2月、朝の教室。

 朝7時。学校の玄関はいつも独特のにおいで私を迎える。土と、埃と、太陽の熱に、すこしだけカビくささがまじったようなにおい。わたしは、これから先の人生ずっと「青春」「高校時代」という言葉にふれるたびに、このにおいを思い出すだろう。といまから確信している。
 階段をのぼる。3階にあがる。3年7組。入試シーズン本番だから、来る人はきょうも少ないだろう。誰もいない教室は気持ちがいい。
 教室のいちばんうしろの、窓際の席。椅子をそっと引いて、座る。座って、机に頬をつける。ひんやりした感覚。誰もいない教室。気持ちがいい。
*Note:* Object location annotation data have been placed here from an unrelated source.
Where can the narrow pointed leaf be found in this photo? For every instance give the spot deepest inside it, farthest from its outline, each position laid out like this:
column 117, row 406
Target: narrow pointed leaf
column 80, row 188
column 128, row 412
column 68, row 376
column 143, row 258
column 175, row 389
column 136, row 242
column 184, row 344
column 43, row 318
 しばらくそうしている。窓の外は晴れている。やわらかい黄色い光が、机とわたしの頬のあいだを、じわじわやさしくあたためてゆく。
 朝、7時30分。
 わたしは静かに椅子から立ち上がり、教室のいちばん前、教壇の前の席につく。
 数分後、教室の戸が開く。
「おはよお」
「おはよ」
「おまえ、いっつも早えな」
 そう言いながら彼は席につく。教室のいちばんうしろの、窓際の席。座るとほぼ同時に、机にぺたんと頬をつけて、だらしない格好になる。
 
 毎日、毎朝、こんなふうに過ごしてきた。楽しかった。幸せだった。でも、もうすぐ、卒業だ。